Nonetheless, our analysis too makes 2 more general points almost studying replication in psychological science. First, that replication should consider both the variability in the original study and the replication study. When both original and replication variability are considered studies may replicate statistically in ways that are unintuitive. For case, replication effects with opposite signs may still be statistically consistent with the original study.

Second, our work highlights the disquisitional importance of good written report blueprint and sufficient sample sizes both when performing original research and when deciding which studies to replicate. Our work shows that studies with small sample sizes - like many in the Reproducibility Projection: Psychology - will produce wide prediction intervals. Although this may mean that the replication estimates will be statistically consequent with the original estimates - they may not be very informative. This means that replication of studies that are poorly designed or insufficiently powered may non tell usa much nigh replication. Merely if the replication is well designed and powered, it may tell u.s. something about whether the consequence appears to be there at all.
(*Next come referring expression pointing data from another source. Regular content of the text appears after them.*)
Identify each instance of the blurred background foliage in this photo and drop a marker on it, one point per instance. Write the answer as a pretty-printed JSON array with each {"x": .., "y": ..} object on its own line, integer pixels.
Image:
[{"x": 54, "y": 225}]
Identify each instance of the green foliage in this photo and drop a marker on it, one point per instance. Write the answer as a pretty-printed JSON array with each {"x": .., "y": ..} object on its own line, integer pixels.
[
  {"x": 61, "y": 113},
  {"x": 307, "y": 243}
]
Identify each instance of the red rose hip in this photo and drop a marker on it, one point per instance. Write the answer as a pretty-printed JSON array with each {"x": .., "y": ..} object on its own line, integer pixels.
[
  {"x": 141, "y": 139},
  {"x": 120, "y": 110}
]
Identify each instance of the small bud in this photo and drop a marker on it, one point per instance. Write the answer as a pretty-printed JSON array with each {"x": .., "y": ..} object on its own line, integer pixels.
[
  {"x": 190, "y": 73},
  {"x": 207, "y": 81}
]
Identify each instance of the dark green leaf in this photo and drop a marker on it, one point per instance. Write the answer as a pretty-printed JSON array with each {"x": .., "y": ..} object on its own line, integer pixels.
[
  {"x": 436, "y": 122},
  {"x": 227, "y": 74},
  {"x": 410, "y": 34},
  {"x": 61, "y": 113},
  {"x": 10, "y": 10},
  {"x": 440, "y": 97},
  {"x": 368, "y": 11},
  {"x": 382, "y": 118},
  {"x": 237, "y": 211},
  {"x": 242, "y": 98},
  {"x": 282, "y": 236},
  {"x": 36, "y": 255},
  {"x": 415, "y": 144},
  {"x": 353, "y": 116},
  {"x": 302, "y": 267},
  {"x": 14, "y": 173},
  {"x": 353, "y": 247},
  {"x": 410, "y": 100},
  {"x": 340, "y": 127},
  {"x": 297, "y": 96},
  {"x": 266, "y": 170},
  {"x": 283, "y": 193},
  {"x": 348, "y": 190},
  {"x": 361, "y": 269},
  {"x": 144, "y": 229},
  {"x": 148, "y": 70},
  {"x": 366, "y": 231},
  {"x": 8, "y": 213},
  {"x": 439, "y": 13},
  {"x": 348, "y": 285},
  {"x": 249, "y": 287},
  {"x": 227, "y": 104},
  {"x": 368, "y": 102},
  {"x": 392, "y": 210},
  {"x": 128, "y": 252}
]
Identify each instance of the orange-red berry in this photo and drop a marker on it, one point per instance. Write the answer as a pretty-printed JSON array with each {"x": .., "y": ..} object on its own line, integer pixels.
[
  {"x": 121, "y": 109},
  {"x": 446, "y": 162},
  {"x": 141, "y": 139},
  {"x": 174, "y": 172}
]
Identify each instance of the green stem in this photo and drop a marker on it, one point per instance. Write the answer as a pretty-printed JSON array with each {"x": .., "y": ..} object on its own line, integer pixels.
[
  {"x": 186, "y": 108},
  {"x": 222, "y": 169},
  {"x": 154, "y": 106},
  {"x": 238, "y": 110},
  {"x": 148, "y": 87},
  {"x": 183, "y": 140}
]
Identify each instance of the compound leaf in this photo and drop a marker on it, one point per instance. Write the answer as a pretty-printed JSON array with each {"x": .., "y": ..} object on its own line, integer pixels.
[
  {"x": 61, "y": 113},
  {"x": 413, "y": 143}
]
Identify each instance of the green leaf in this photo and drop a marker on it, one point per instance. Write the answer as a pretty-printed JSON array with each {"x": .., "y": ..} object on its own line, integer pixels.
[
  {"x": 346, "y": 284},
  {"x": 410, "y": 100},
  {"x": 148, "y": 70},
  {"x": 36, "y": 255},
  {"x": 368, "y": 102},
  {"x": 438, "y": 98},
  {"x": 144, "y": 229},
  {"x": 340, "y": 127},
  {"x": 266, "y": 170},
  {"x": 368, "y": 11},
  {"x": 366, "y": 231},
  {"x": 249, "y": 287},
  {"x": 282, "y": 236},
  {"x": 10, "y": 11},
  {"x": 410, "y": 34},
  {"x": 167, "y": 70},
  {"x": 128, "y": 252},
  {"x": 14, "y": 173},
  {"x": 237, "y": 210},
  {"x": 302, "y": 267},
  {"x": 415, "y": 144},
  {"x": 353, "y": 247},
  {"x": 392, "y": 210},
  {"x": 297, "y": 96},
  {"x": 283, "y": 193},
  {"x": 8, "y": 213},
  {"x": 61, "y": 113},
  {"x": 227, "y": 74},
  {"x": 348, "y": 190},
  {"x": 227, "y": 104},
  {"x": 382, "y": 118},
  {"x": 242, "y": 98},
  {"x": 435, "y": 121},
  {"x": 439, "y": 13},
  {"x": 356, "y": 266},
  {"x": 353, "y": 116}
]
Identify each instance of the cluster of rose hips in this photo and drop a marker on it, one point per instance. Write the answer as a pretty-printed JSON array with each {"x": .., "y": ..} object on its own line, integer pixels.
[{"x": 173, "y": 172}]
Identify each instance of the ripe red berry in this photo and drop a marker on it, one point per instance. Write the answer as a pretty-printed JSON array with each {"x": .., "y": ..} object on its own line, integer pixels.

We stress that the approach outlined here is hands applied when the result of interest in a study tin be summarized by one value upon which nosotros can accredit distributional assumptions. In reality, almost scientific studies are more circuitous, dealing in multiple stimuli (Westfall, Kenny, & Judd, 2014), adaptation over time and circumstance (Berry, 2011), and complicated data sources (Cardon & Bell, 2001), but to name very few. Our proffer of 95% prediction intervals to aid assess replication is meant to establish a conceptual framework and motivate researchers to brainstorm considering what is a reasonable expectation for a replicated outcome. Extending these concepts to modern study designs is the next pace in agreement the replicability of scientific inquiry.